Raul Deluth Miller-Rockwell <rockwell@socrates.umd.edu> writes:
>If you want an example of an irreducible loop, here's the simplest example
>I can think of.


[ugly code supressed!]


>I'm fairly sure that this is irreducible, but I forget my graph theory,
>and am not sure that the proof applies to the sort of reduction we're
>talking about here.


Ok. I've drawn this out on my white board (not very helpful to you though
:-) and it does look irreducible, in the sense that there is a cycle <30,
32, 40, 41, 30> with two entry points (into 30 and into 40). I can make
it reducible by cloning a couple of statements, at 40 and 41.

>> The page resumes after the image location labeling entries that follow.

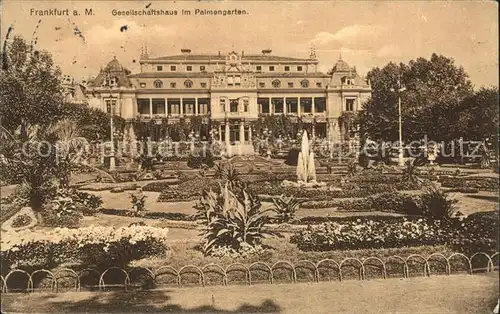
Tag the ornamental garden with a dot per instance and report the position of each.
(289, 214)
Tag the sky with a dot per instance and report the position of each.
(367, 34)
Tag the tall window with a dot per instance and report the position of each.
(158, 84)
(188, 84)
(349, 104)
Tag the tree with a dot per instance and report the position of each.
(30, 89)
(430, 103)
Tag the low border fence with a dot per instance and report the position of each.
(128, 281)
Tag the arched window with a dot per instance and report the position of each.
(158, 84)
(188, 84)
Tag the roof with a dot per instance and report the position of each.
(222, 57)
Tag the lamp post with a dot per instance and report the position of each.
(112, 103)
(401, 152)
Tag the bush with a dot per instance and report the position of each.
(231, 217)
(436, 204)
(100, 247)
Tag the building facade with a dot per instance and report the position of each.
(228, 93)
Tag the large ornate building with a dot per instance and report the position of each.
(229, 92)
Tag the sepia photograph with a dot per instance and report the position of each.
(210, 156)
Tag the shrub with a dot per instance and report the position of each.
(91, 246)
(231, 217)
(436, 204)
(285, 208)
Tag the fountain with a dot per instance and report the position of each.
(306, 169)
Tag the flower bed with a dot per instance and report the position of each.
(100, 246)
(318, 194)
(475, 233)
(480, 183)
(150, 215)
(160, 185)
(187, 191)
(386, 202)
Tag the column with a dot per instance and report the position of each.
(242, 132)
(150, 107)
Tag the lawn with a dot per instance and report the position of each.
(439, 294)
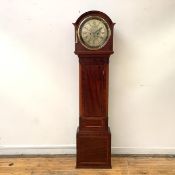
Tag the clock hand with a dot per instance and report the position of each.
(98, 30)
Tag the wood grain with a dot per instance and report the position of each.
(65, 165)
(93, 134)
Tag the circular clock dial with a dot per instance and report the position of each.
(94, 32)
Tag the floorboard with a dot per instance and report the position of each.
(65, 165)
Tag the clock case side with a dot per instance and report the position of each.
(107, 49)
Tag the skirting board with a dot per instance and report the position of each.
(71, 149)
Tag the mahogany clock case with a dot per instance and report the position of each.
(93, 133)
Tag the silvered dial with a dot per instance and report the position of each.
(94, 32)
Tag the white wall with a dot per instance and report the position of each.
(39, 75)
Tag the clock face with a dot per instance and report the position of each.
(93, 32)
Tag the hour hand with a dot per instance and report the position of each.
(98, 30)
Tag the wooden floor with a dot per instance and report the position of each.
(65, 165)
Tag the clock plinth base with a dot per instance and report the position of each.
(93, 149)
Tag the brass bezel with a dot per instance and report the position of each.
(79, 34)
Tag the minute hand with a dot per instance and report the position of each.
(97, 30)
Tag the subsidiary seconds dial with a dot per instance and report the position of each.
(93, 32)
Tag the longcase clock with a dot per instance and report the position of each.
(93, 45)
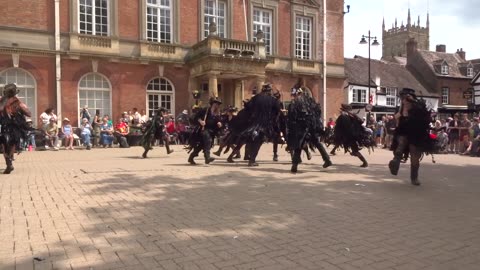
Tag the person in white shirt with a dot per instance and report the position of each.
(45, 118)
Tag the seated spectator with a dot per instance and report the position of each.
(106, 133)
(121, 130)
(170, 126)
(475, 149)
(86, 133)
(67, 131)
(465, 145)
(30, 135)
(51, 135)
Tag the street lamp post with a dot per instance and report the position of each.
(374, 43)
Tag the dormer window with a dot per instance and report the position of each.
(444, 69)
(470, 72)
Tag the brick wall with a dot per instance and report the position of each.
(189, 32)
(457, 87)
(38, 14)
(128, 19)
(43, 71)
(128, 81)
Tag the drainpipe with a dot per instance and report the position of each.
(58, 67)
(245, 16)
(324, 61)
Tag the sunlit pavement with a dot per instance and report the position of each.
(110, 209)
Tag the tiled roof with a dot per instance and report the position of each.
(390, 74)
(456, 65)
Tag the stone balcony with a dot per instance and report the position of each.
(162, 51)
(94, 44)
(299, 66)
(228, 48)
(227, 57)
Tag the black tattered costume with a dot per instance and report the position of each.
(207, 124)
(304, 128)
(412, 137)
(350, 134)
(14, 127)
(155, 130)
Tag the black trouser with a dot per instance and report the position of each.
(321, 148)
(415, 154)
(205, 144)
(254, 148)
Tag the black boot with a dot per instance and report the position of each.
(191, 157)
(309, 155)
(365, 163)
(327, 163)
(208, 159)
(9, 168)
(218, 152)
(394, 166)
(167, 146)
(326, 158)
(294, 168)
(414, 175)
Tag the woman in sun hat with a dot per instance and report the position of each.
(67, 130)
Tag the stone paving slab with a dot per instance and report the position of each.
(110, 209)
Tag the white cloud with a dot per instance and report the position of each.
(453, 23)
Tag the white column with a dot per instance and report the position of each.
(58, 61)
(213, 85)
(324, 109)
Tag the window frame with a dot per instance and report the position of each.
(158, 9)
(470, 72)
(391, 94)
(268, 45)
(92, 109)
(108, 8)
(205, 29)
(160, 93)
(20, 86)
(445, 99)
(444, 69)
(310, 39)
(362, 98)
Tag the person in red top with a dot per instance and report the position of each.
(171, 126)
(121, 131)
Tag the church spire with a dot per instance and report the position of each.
(409, 20)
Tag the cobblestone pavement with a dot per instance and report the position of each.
(110, 209)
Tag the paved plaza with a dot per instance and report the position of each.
(110, 209)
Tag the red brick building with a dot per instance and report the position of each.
(447, 74)
(114, 55)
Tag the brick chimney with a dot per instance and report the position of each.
(461, 53)
(441, 48)
(411, 46)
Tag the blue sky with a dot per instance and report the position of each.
(455, 23)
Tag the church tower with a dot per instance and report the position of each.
(394, 40)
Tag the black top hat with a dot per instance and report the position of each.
(10, 90)
(277, 94)
(161, 109)
(267, 87)
(232, 109)
(407, 91)
(346, 107)
(215, 100)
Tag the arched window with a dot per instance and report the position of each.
(26, 85)
(160, 94)
(94, 90)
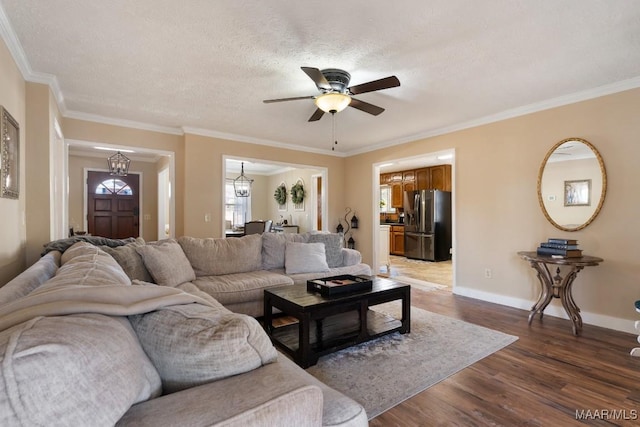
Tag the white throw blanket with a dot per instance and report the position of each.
(107, 300)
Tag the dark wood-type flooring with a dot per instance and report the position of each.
(540, 380)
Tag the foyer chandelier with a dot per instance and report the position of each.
(242, 184)
(118, 164)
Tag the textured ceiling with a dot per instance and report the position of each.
(205, 66)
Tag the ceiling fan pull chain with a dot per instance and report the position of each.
(333, 130)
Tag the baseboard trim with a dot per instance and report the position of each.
(609, 322)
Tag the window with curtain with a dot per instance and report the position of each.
(237, 210)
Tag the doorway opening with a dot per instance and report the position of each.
(267, 175)
(392, 179)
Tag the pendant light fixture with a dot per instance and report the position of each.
(118, 164)
(242, 184)
(333, 102)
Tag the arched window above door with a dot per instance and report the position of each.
(114, 186)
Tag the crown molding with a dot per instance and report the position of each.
(548, 104)
(14, 46)
(123, 123)
(259, 141)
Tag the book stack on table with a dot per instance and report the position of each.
(560, 248)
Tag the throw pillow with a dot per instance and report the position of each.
(194, 344)
(166, 262)
(74, 370)
(130, 260)
(273, 247)
(332, 246)
(305, 258)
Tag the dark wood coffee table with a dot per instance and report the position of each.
(328, 324)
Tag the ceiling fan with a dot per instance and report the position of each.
(337, 94)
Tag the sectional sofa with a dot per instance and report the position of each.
(144, 334)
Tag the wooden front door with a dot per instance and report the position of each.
(113, 209)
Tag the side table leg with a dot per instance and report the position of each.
(568, 303)
(546, 294)
(304, 344)
(268, 323)
(406, 312)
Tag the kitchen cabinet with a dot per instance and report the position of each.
(408, 186)
(423, 181)
(384, 249)
(395, 177)
(396, 239)
(408, 176)
(396, 194)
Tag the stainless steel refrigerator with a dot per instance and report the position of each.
(427, 225)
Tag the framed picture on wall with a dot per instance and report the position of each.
(9, 155)
(577, 192)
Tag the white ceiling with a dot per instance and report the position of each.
(205, 66)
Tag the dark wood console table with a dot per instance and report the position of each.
(558, 286)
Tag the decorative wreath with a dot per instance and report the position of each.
(297, 193)
(281, 194)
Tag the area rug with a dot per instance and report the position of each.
(382, 373)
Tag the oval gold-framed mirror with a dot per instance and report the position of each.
(572, 184)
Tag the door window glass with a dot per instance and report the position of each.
(114, 186)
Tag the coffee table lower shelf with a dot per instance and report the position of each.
(335, 333)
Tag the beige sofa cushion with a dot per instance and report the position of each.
(166, 262)
(273, 247)
(195, 344)
(83, 369)
(305, 258)
(333, 243)
(30, 279)
(240, 287)
(86, 265)
(213, 257)
(130, 260)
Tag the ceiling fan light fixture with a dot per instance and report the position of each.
(333, 102)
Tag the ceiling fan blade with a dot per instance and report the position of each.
(317, 115)
(318, 78)
(366, 107)
(386, 83)
(295, 98)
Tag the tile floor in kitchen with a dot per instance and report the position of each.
(435, 272)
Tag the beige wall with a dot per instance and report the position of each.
(12, 220)
(203, 183)
(41, 112)
(149, 185)
(496, 210)
(304, 218)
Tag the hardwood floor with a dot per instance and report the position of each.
(546, 378)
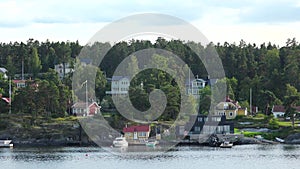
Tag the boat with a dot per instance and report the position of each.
(120, 142)
(151, 143)
(279, 140)
(226, 144)
(6, 143)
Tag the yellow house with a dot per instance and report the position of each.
(242, 112)
(136, 133)
(228, 109)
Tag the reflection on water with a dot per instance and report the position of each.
(246, 156)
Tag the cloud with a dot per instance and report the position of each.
(272, 12)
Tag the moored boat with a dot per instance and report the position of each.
(279, 140)
(6, 143)
(151, 143)
(226, 144)
(120, 142)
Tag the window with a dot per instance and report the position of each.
(197, 128)
(216, 118)
(142, 134)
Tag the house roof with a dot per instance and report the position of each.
(86, 60)
(236, 103)
(280, 108)
(3, 70)
(18, 81)
(117, 78)
(144, 128)
(83, 105)
(190, 81)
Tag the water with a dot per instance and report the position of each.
(241, 157)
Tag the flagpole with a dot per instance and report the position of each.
(9, 95)
(86, 98)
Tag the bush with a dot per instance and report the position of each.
(273, 123)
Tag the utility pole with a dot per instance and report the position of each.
(251, 102)
(86, 97)
(9, 95)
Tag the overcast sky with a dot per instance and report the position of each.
(254, 21)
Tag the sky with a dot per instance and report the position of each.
(254, 21)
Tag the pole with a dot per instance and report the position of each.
(251, 102)
(22, 69)
(86, 98)
(9, 95)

Oops. There's another problem. The cycles <20, 21, 30, f, 20> and <20,
21, 30, 31, 20> have two entries, at 20 and at 30. (The previous cycle
containing 30 is nested within this one.) One possibility is to start
splitting at 30, but since 30 is a loop header, we'd have to clone the
whole loop. A better alternative looks like cloning 20 and 21.


I don't want to try and get this correct, so I'll have to leave it as an
exercise for your favorite optimizer.


Earlier I posted a small example. Here's a simpler one (the simplest?)
that's usually used in texts:


A
if (p) goto 20
        10 B
        20 C
if (q) goto 10
D


There's this little cycle with <10, 20, 10, ...> with an entrance
at 10 and at 20. We can fix this by cloning either B or C.
I'll choose B this time


A
if (!p) B
        20 C
if (!q) goto 30
B
goto 20
        30 D


Notice that the code doesn't get any smaller, so it is surely not
"reduced" in that sense. However, each loop is now simple, with a single
entrance at the header.


Reducible means that we can do various forms of interval analysis on the
control flow graph to discover a tree of nested single-entry regions
called intervals. This tree (a control tree) illustrates, in more or less
detail depending on the method, the overall structure of the code.


Some schemes simply find the loop nests. Other more sophisticated
approaches find if-the-else structures, while structures, etc.